“Oh, fie! my lord, how should I know?” answered Mrs. Pott, dropping her voice to the same cadence.

“Oh! every one can tell a love-letter—that has ever received one, that is—one knows them without opening—they are always folded hurriedly and sealed carefully—and the direction manifests a kind of tremulous agitation, that marks the state of the writer's nerves—that now,”—pointing with his switch to a letter upon the chimney-piece, “that must be a love-letter.”

“He, he, he!” giggled Mrs. Pott, “I beg pardon for laughing, my lord—but—he, he, he!—that is a letter from one Bindloose, the banker body, to the old woman Luckie Dods, as they call her, at the change-house in the Aultoun.”

“Depend upon it then, Mrs. Pott, that your neighbour, Mrs. Dods, has got a lover in Mr. Bindloose—unless the banker has been shaking hands with the palsy. Why do you not forward her letter?—you are very cruel to keep it in durance here.”

“Me forward!” answered Mrs. Pott; “the cappernoity, old, girning alewife, may wait long enough or I forward it—She'll not loose the letters that come to her by the King's post, and she must go on troking wi' the old carrier, as if there was no post-house in the neighbourhood. But the solicitor will be about wi' her one of these days.”

“Oh! you are too cruel—you really should send the love-letter; consider, the older she is, the poor soul has the less time to lose.”

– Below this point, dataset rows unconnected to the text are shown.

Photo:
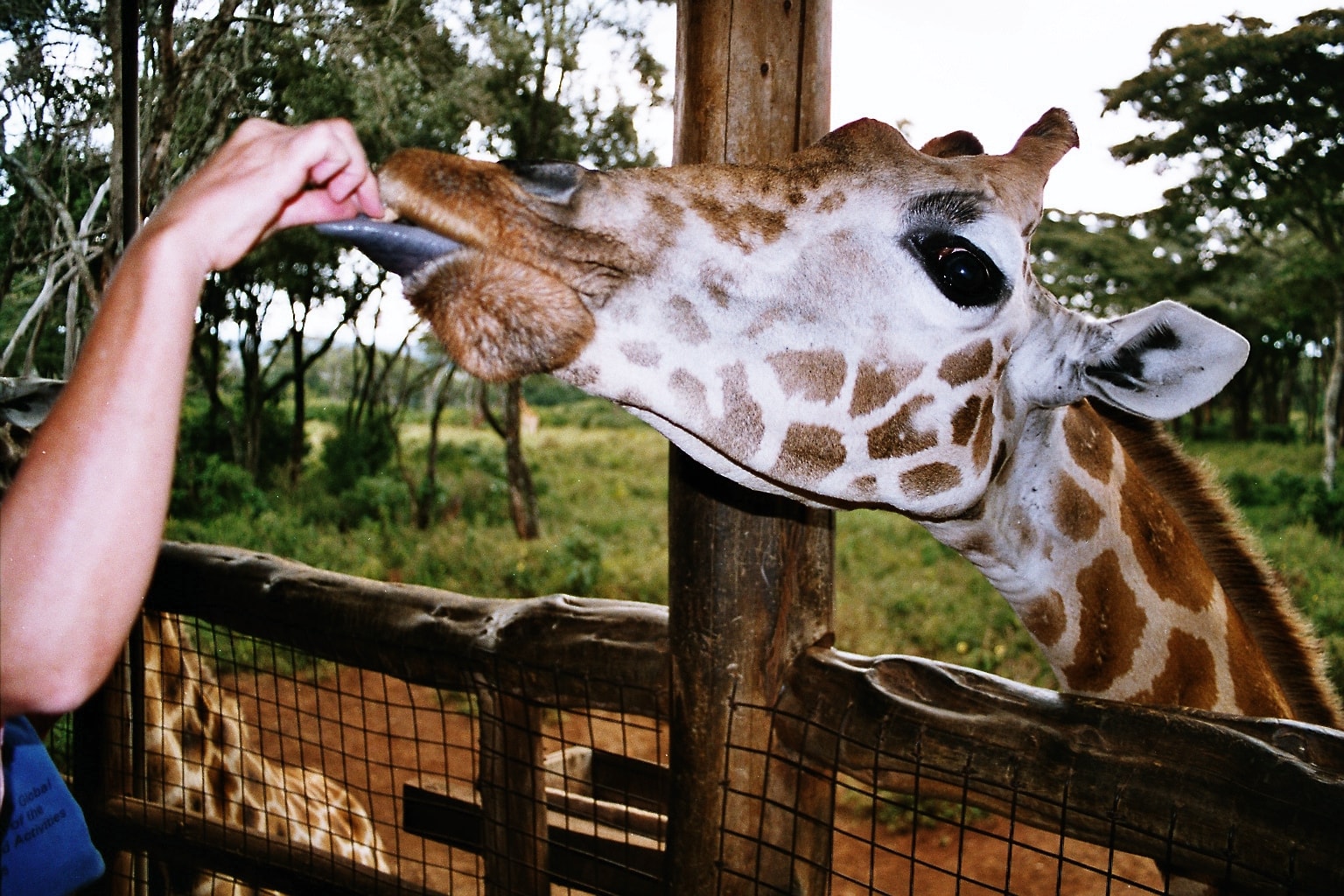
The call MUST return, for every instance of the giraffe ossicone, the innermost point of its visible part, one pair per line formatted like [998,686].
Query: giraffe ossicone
[858,326]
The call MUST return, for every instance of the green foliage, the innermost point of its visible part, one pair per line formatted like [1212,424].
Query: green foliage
[1298,522]
[206,486]
[1256,110]
[358,451]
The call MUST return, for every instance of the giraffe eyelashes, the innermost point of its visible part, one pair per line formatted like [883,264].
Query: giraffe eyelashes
[962,271]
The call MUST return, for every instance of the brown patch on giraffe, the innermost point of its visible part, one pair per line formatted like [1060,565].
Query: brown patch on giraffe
[718,285]
[965,419]
[874,386]
[863,486]
[744,226]
[582,375]
[1164,549]
[1077,514]
[984,434]
[1000,461]
[898,437]
[690,389]
[1254,690]
[832,202]
[808,453]
[744,422]
[968,364]
[1110,627]
[669,215]
[1253,590]
[1045,618]
[641,354]
[1088,442]
[1188,679]
[686,321]
[817,375]
[929,480]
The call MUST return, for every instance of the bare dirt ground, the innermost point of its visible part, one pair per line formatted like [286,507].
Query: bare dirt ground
[378,734]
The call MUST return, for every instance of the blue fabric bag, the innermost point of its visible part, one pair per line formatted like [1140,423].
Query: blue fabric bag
[46,848]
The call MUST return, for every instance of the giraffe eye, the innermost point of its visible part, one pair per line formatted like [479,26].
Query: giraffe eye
[960,270]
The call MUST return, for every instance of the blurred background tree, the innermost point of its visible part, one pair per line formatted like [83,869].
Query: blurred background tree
[1256,115]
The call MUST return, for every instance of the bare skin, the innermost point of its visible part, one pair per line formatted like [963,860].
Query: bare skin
[80,526]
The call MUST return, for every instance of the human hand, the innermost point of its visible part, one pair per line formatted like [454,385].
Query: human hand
[266,178]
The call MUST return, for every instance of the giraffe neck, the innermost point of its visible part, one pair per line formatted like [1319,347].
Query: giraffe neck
[1112,574]
[202,760]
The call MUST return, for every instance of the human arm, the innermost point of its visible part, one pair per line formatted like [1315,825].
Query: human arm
[82,522]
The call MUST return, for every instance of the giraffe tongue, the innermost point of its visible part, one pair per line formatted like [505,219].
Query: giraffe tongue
[402,248]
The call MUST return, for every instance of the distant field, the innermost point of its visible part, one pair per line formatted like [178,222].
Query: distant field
[602,494]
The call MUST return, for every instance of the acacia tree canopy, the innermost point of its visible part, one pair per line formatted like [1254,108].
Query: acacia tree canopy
[1256,115]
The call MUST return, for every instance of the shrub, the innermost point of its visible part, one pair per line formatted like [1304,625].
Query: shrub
[355,452]
[382,499]
[206,486]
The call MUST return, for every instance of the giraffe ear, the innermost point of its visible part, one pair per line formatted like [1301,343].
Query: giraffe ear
[1160,361]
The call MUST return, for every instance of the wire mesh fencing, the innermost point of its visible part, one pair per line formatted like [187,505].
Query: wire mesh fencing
[286,730]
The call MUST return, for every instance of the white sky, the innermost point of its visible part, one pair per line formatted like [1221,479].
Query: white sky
[992,67]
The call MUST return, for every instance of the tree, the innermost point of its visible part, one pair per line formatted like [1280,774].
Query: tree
[531,101]
[1256,115]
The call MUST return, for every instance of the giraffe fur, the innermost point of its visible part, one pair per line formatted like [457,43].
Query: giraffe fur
[858,326]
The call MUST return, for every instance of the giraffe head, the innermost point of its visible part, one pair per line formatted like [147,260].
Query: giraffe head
[855,324]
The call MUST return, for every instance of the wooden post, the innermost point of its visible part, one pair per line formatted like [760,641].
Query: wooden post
[750,579]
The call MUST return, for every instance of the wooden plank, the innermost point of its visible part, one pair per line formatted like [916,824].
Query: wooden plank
[428,635]
[1278,788]
[1253,803]
[750,575]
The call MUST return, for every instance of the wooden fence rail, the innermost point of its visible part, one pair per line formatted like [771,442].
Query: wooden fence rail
[1256,803]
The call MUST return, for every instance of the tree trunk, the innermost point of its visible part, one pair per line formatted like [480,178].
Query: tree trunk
[429,488]
[522,496]
[298,439]
[1334,387]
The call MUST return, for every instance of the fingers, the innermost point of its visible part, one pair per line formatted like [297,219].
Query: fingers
[266,178]
[338,165]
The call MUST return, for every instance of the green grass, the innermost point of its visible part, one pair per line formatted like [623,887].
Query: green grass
[602,496]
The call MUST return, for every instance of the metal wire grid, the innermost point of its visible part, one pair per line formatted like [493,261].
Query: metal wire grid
[463,786]
[408,755]
[934,836]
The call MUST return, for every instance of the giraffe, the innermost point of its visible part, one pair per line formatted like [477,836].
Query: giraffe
[200,760]
[858,326]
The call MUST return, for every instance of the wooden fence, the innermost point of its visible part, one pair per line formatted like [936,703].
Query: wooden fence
[1254,805]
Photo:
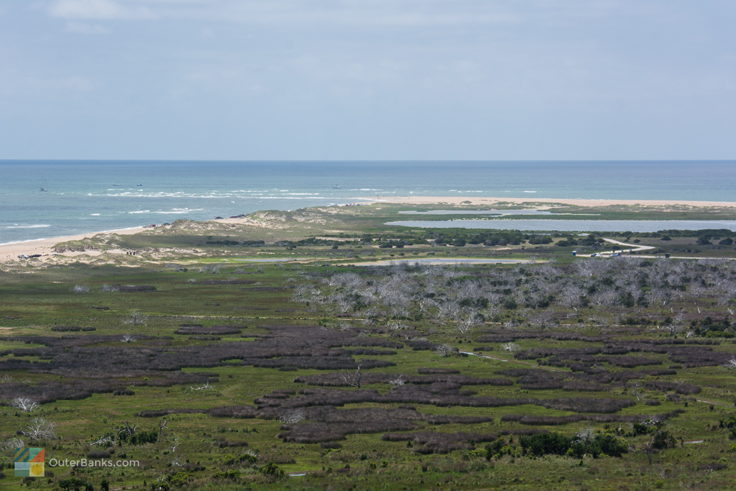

But this was a topic on which Mrs. Pott understood no jesting. She was well aware of our matron's inveteracy against her and her establishment, and she resented it as a placeman resents the efforts of a radical. She answered something sulkily, “That they that loosed letters should have letters; and neither Luckie Dods, nor any of her lodgers, should ever see the scrape of a pen from the St. Ronan's office, that they did not call for and pay for.”

It is probable that this declaration contained the essence of the information which Lord Etherington had designed to extract by his momentary flirtation with Mrs. Pott; for when, retreating as it were from this sore subject, she asked him, in a pretty mincing tone, to try his skill in pointing out another love-letter, he only answered carelessly, “that in order to do that he must write her one;” and leaving his confidential station by her little throne, he lounged through the narrow shop, bowed slightly to Lady Penelope as he passed, and issued forth upon the parade, where he saw a spectacle which might well have appalled a man of less self-possession than himself.

Just as he left the shop, little Miss Digges entered almost breathless, with the emotion of impatience and of curiosity. “Oh la! my lady, what do you stay here for?—Mr. Tyrrel has just entered the other end of the parade this moment, and Lord Etherington is walking that way—they must meet each other.—O lord! come, come away, and see them meet!—I wonder if they'll speak—I hope they won't fight—Oh la! do come, my lady!”

“I must go with you, I find,” said Lady Penelope; “it is the strangest thing, my love, that curiosity of yours about other folk's matters—I wonder what your mamma will say to it.”